A guard is an ordinary synalinks.Module. You override two methods:

call(inputs, training): the runtime logic that actually runs on real data. Return None to admit, or a JsonDataModel warning to reject.
compute_output_spec(inputs, training): declares the schema (the type / shape) of the output. The framework needs this to build the static graph, so it must return the warning's symbolic data model even on the admit path — a graph edge always needs a declared type, regardless of whether the guard ends up firing at runtime.

import synalinks

class InputGuard(synalinks.Module):
    def __init__(self, blacklisted_words, warning_message, **kwargs):
        super().__init__(**kwargs)
        self.blacklisted_words = blacklisted_words
        self.warning_message = warning_message

    async def call(self, inputs, training=False):
        if inputs is None:
            return None
        query = inputs.get("query", "").lower()
        for word in self.blacklisted_words:
            if word.lower() in query:
                return Warning(message=self.warning_message).to_json_data_model()
        return None

    async def compute_output_spec(self, inputs, training=False):
        return Warning.to_symbolic_data_model(name=self.name)

End-to-End Example

import asyncio
from dotenv import load_dotenv
import synalinks

class Query(synalinks.DataModel):
    query: str = synalinks.Field(description="User query")

class Answer(synalinks.DataModel):
    answer: str = synalinks.Field(description="The answer")

class Warning(synalinks.DataModel):
    message: str = synalinks.Field(description="Warning message")

class InputGuard(synalinks.Module):
    def __init__(self, blacklisted_words, warning_message, **kwargs):
        super().__init__(**kwargs)
        self.blacklisted_words = blacklisted_words
        self.warning_message = warning_message

    async def call(self, inputs, training=False):
        if inputs is None:
            return None
        query = inputs.get("query", "").lower()
        for word in self.blacklisted_words:
            if word.lower() in query:
                return Warning(message=self.warning_message).to_json_data_model()
        return None

    async def compute_output_spec(self, inputs, training=False):
        return Warning.to_symbolic_data_model(name=self.name)

async def main():
    load_dotenv()
    synalinks.clear_session()

    lm = synalinks.LanguageModel(model="ollama/mistral:latest")

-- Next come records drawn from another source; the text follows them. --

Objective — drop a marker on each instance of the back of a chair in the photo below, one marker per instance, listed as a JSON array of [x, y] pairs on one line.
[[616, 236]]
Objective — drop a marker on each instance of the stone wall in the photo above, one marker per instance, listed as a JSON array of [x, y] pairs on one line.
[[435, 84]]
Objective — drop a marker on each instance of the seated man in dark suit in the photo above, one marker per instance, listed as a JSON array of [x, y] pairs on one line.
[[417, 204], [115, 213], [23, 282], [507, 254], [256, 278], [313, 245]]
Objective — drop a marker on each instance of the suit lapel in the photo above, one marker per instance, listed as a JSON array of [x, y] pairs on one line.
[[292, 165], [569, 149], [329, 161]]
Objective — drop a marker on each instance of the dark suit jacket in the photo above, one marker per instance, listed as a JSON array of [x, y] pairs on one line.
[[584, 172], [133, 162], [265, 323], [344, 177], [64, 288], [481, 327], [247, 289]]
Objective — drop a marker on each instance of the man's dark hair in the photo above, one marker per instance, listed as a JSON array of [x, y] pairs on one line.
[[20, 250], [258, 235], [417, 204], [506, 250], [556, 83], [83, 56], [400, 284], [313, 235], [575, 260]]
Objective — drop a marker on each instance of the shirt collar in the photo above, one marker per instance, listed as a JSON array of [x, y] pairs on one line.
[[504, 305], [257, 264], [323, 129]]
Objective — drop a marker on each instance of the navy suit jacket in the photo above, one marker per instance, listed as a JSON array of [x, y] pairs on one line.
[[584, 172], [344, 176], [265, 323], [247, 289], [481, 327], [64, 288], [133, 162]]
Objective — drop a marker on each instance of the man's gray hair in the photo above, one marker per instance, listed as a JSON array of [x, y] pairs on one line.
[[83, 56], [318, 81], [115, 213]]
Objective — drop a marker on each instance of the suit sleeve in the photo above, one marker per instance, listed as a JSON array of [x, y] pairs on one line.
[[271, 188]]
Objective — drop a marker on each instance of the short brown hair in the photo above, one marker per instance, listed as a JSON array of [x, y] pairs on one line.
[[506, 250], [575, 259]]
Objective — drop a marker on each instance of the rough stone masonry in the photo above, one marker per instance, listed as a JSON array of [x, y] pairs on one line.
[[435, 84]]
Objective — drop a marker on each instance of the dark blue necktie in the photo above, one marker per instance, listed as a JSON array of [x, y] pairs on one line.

    inputs = synalinks.Input(data_model=Query)
    warning = await InputGuard(
        blacklisted_words=["hack", "exploit", "forbidden"],
        warning_message="I cannot process this request.",
    )(inputs)
    guarded_inputs = warning ^ inputs
    answer = await synalinks.Generator(
        data_model=Answer,
        language_model=lm,
    )(guarded_inputs)
    outputs = warning | answer

    program = synalinks.Program(
        inputs=inputs,
        outputs=outputs,
        name="input_guarded_qa",
    )

    result = await program(Query(query="How do I hack into systems?"))
    print(f"Blocked: {result.get_json()}")

    result = await program(Query(query="What is the capital of France?"))
    print(f"Safe: {result.get_json()}")

if __name__ == "__main__":
    asyncio.run(main())

Expected output (representative; the exact answer depends on the LM):

Blocked: {'message': 'I cannot process this request.'}
Safe: {'answer': 'Paris'}

Take-Home Summary

The guard's contract is None = admit, value = reject. Do not flip it; the operator algebra above relies on this convention.
^ suppresses an edge when both operands are non-None; | selects the first non-None. Together they implement a static "if/else" with no explicit branching statements.
The generator never runs on a rejected input. This is a graph-level guarantee — you can prove it from the structure of the graph — not a runtime check.
Substring blacklists are a sieve, not a wall. They catch easy cases but let determined attackers through. For real safety properties, combine them with stronger filters (regex normalization, classifier-based guards, or allow-lists — lists of permitted patterns instead of forbidden ones).